The majority of neuroendocrine tumors have somatic mutations in MEN1, ATRX, DAXX and/or in genes involved in phosphoinositide 3-kinase, AKT, and mammalian target of rapamycin (PI3K/AKT/mTOR) pathway [120, 121]. The presence of specific somatic or germline mutations in PNETs and their correlation with better responses to different multitargeted inhibitors is object of research. This way is being explored in a prospective phase II trial [122], which is recruiting patients diagnosed of low-intermediate grade neuroendocrine tumors; patients with germline/somatic MEN1 mutations are assigned to sunitinib (multityrosine kinase inhibitor) treatment and those with germline/somatic NF1/VHL/TSC mutations are treated with everolimus (mTOR pathway inhibitor).

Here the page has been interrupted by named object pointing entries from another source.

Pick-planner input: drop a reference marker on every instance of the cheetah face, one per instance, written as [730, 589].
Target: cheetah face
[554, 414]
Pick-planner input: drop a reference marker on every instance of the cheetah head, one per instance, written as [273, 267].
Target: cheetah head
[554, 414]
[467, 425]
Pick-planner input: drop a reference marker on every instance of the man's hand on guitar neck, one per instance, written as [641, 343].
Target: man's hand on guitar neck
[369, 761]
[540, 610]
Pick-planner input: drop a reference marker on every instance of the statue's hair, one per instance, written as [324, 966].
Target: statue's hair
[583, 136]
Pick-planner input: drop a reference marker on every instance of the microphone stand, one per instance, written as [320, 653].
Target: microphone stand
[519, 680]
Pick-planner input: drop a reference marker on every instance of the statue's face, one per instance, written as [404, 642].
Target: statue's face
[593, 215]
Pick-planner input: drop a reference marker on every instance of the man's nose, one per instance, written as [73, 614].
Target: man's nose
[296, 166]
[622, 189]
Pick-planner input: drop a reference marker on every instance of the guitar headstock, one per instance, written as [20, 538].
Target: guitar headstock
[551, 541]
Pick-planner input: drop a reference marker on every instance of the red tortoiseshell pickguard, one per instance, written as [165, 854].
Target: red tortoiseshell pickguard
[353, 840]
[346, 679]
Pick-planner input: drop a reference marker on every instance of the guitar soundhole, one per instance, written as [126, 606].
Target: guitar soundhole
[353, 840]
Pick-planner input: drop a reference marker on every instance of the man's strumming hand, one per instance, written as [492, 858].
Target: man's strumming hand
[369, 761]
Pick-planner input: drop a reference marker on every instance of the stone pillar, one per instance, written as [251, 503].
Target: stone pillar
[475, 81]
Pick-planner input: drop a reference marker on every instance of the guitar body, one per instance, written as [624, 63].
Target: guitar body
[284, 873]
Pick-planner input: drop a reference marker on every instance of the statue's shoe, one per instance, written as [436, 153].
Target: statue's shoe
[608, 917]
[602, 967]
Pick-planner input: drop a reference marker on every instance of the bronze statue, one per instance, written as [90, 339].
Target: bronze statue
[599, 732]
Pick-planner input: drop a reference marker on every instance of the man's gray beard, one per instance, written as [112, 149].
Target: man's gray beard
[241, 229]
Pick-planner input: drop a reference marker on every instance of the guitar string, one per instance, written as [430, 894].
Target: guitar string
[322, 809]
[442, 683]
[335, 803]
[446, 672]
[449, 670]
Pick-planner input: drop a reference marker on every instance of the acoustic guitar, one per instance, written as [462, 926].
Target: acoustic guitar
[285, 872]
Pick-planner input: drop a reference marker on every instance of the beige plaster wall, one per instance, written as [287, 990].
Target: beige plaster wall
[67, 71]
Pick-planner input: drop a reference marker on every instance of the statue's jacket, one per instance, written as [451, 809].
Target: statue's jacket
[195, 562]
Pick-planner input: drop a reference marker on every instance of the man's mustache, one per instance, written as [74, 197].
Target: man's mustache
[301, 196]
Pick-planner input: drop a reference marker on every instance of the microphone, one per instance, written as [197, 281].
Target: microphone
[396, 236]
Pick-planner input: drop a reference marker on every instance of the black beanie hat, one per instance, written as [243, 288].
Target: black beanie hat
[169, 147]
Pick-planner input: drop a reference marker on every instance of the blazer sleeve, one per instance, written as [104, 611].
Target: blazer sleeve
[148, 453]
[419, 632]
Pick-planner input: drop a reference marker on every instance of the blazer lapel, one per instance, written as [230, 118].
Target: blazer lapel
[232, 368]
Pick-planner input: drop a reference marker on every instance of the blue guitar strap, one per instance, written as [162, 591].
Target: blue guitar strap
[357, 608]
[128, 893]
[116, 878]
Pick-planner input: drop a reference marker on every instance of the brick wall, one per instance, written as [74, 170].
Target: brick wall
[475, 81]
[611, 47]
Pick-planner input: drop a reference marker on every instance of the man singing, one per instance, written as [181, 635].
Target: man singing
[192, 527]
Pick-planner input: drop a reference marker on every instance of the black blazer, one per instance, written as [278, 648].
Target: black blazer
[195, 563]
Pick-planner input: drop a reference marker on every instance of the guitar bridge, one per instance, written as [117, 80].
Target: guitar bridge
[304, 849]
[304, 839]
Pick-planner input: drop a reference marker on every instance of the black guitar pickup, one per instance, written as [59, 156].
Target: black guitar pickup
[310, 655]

PDAC is the more frequent histological subtype of pancreatic cancer. Even though the majority of pancreatic cancer cases are considered as sporadic, it is estimated that about 10% of them have a familial component. FPC is defined as a family with 2 or more first-degree relatives with pancreatic cancer. The majority of families with multiple cases of pancreatic cancer do not have an identifiable causative gene or syndrome and strictly they meet FPC definition. A small subset of hereditary pancreatic cancer (20%) is attributable to known inherited cancer predisposition syndromes. PNETs are the second type of pancreatic cancer in terms of incidence and about 20% of them have an involved inherited condition. Recognition of germline mutations in patients with pancreatic tumors does not only suppose an impact in genetic counseling process, since it also may affect treatment decisions and predict response to specific therapies.